Peraton employs more than 3,000 veterans across the country and has a number of initiatives, including our VALOR employee resource group, to support them. I welcome you to learn more here: https://careers.peraton.com/military-veterans/
What local boards or nonprofits are you involved with and why?
I currently chair the Advisory Board of George Mason University's Honors College. This board is comprised of a fantastic group of business and civic executives committed to being a force multiplier for the mission of the College. We focus on highlighting to key stakeholders the work and impact the students and alumni of the Honors College have on our world and the asset that it, and the entirety of the University, is to our region.
I also serve as a member of the Virginia Chamber of Commerce board and look forward to partnering with Fred Thompson, Barry DuVal and the Virginia Chamber's board and staff on matters of regional importance to both organizations.
What is your life like "off the clock"? What sort of hobbies or passions do you have outside of work?
I am passionate about travel. Prior to the pandemic it was not uncommon for me to hop on a plane just to collect miles (aka "the mileage run").

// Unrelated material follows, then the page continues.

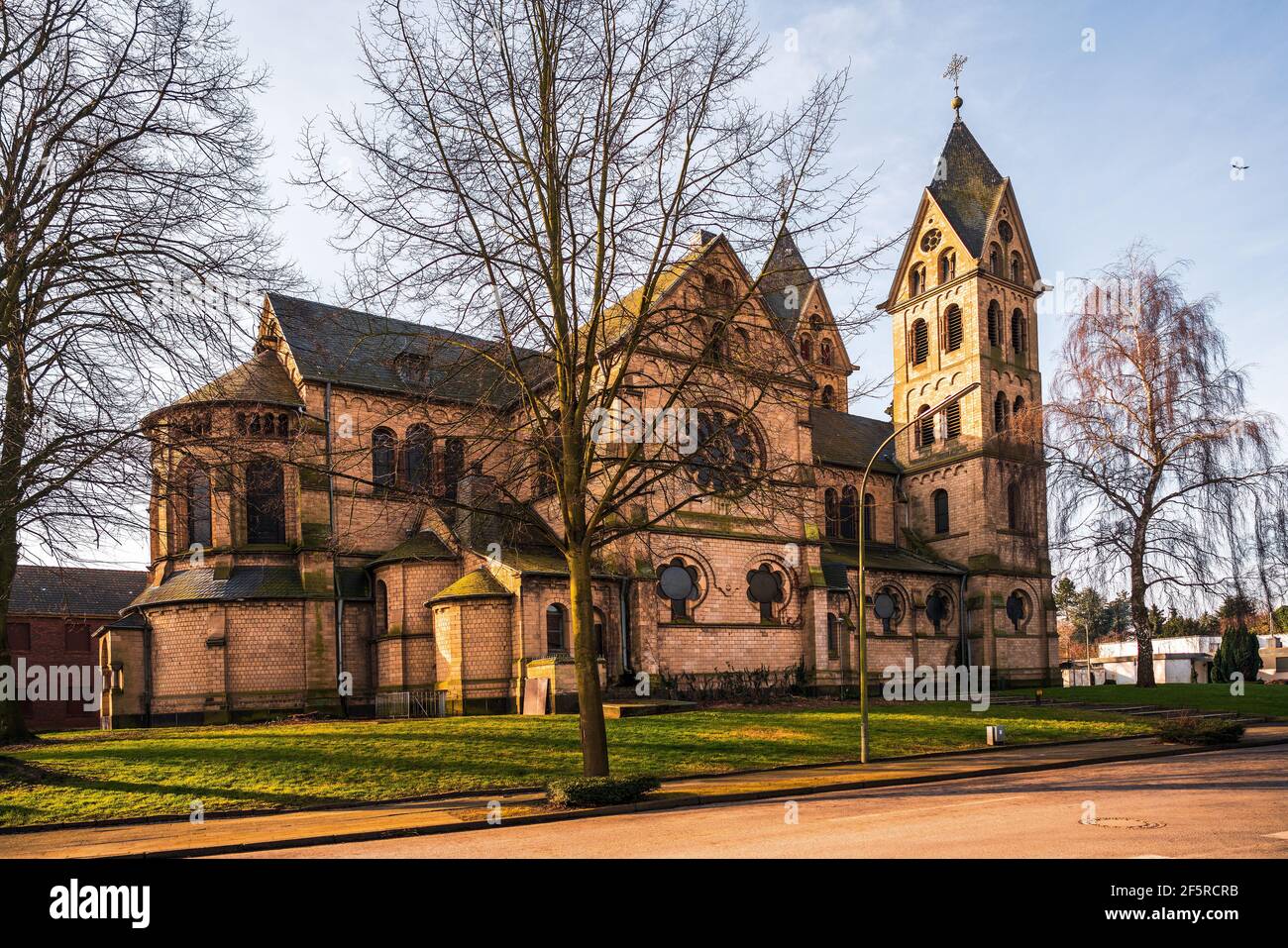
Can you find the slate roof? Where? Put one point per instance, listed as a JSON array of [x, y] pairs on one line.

It provided me with an opportunity to binge on all of the shows and personal emails that I missed during the work week.
And of course, the time with my kids is sacrosanct. Whether it’s kicking the soccer ball or building a LEGO set, I try to take advantage of spending as much time with them as possible (or that they're willing to put up with!).
What's one thing most people would be surprised to learn about you?
I spent five summers and winter breaks (high school and college) working in a funeral home in my hometown. This experience reinforced for me the value of family and friends and drew out a specific set of empathy and human interaction skills that I still use today.
Tell us about a favorite book you've read and why it resonated with you.
I am a huge Bill Bryson fan. His style of communication makes anything from him an easy read for me - he boils down the complexity of life, society, culture, and even the human body into something that is always insightful and humorous. While he hasn't written for a couple of years, "One Summer: America 1927" was the last book of his I read.